Speaking at the occasion, Minister of Youth, Sport, Arts and Recreation Kirsty Coventry said this was a milestone for Zimbabwe and the recognition of mbira as a local product presented a good tool for fighting piracy.
She said that the inscription of the mbira on the representative list of tangible cultural heritage of humanity was testimony that the Cultural and Creative Industries sector could contribute to the overarching goals of National Development Strategy 1 (NDS1) which the Government is currently implementing.
“This economic blueprint recognises that culture has the power to transform entire societies, strengthen local communities and forge a sense of identity and belonging for the people of all ages and persuasions,” she said.
“Given that playing mbira is an important community practice, the lyrics of songs contain important social messages.
“They communicate information about events of the past, the present and the future. Under NDS1, the inscription will invoke national development; Government policy thrust on investment in local resources, including tangible and intangible heritage such as knowledge systems and skills as well as film, theatre, music, dance, visual art and fashion will receive attention,” she said.

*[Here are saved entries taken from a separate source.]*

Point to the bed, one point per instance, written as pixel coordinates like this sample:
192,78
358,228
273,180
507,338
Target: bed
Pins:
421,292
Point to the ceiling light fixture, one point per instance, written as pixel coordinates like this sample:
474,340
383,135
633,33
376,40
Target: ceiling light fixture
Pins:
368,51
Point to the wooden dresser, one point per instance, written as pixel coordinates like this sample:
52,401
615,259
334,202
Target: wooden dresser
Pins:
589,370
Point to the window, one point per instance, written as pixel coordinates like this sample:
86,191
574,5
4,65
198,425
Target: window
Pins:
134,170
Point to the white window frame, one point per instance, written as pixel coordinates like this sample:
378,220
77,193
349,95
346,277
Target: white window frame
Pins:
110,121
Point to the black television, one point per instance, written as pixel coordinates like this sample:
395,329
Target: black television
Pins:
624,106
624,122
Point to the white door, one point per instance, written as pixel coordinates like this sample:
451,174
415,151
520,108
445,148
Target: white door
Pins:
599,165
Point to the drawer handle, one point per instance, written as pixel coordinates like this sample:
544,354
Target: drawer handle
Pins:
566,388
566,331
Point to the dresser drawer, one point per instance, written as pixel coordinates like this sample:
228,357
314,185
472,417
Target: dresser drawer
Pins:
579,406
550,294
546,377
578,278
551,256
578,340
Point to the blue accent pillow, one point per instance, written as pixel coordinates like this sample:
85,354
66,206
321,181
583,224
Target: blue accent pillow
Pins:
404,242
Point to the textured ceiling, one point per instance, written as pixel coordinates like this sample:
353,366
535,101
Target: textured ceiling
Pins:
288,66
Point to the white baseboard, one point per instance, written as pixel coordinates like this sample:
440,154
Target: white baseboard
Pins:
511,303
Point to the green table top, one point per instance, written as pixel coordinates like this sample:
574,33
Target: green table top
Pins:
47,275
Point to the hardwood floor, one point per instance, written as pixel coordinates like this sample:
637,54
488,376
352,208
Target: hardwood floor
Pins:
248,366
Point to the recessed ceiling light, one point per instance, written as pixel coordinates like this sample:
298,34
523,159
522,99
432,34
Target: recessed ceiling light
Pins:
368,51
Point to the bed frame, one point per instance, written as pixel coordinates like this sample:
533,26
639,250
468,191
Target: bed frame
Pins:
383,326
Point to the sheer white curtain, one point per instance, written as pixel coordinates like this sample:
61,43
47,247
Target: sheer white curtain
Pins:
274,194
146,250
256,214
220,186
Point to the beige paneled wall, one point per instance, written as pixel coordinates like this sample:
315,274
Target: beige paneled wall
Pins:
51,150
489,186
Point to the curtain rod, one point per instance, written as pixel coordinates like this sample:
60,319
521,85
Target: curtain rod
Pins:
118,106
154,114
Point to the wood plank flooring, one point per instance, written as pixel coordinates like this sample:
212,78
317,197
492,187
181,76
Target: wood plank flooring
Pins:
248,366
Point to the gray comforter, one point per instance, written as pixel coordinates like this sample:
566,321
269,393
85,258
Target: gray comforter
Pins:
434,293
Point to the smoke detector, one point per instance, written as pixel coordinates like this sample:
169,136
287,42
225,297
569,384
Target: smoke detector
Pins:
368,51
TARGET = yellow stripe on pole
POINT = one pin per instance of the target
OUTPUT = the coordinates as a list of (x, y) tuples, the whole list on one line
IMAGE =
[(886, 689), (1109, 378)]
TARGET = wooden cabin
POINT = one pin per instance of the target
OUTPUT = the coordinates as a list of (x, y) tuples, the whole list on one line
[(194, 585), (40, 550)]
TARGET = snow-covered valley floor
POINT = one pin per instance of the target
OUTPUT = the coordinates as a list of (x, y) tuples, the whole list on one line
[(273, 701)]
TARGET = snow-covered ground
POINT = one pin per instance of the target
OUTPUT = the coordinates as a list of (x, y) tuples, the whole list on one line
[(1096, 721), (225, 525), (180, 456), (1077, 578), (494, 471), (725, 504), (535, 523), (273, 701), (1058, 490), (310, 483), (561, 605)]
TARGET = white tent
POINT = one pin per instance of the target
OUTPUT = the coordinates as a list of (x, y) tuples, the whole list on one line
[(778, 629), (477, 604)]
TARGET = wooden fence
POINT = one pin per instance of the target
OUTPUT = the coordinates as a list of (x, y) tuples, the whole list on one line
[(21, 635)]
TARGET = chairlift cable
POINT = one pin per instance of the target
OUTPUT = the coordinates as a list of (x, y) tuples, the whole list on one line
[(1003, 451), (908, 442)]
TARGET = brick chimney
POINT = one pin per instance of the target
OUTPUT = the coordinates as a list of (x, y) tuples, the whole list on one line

She added that under the education and capacity building pillar of the strategy, the inscription of mbira provided an opportunity for the structuring of different training material at different levels in the crafting and playing of mbira.
Minister Coventry said the UNESCO inscription was key for the expansion of cultural markets and business development.
“It will lead to an increase on local and global demand for the mbira instrument, mbira music, mbira musicians and teachers. This is a call for us to preserve our cultural heritage which marks our identity as the people of Zimbabwe,” she said.
National Arts Council of Zimbabwe director Nicholas Moyo welcomed the recognition of the mbira and that it has the effect of bringing a local element, which is the art of crafting.
However, the inclusion of the mbira on the Unesco list of the Intangible Cultural Heritage of Humanity follows the similar listing of the Jerusarema mbende dance.
In May this year, Google celebrated mbira during the country’s culture week.
And Google team yesterday proved this indispensable fact when they dedicated their doodle space to celebrate the mbira instrument as a way of saluting Zimbabwe for celebrating the culture week.
It was put on Google Doodle’s homepages.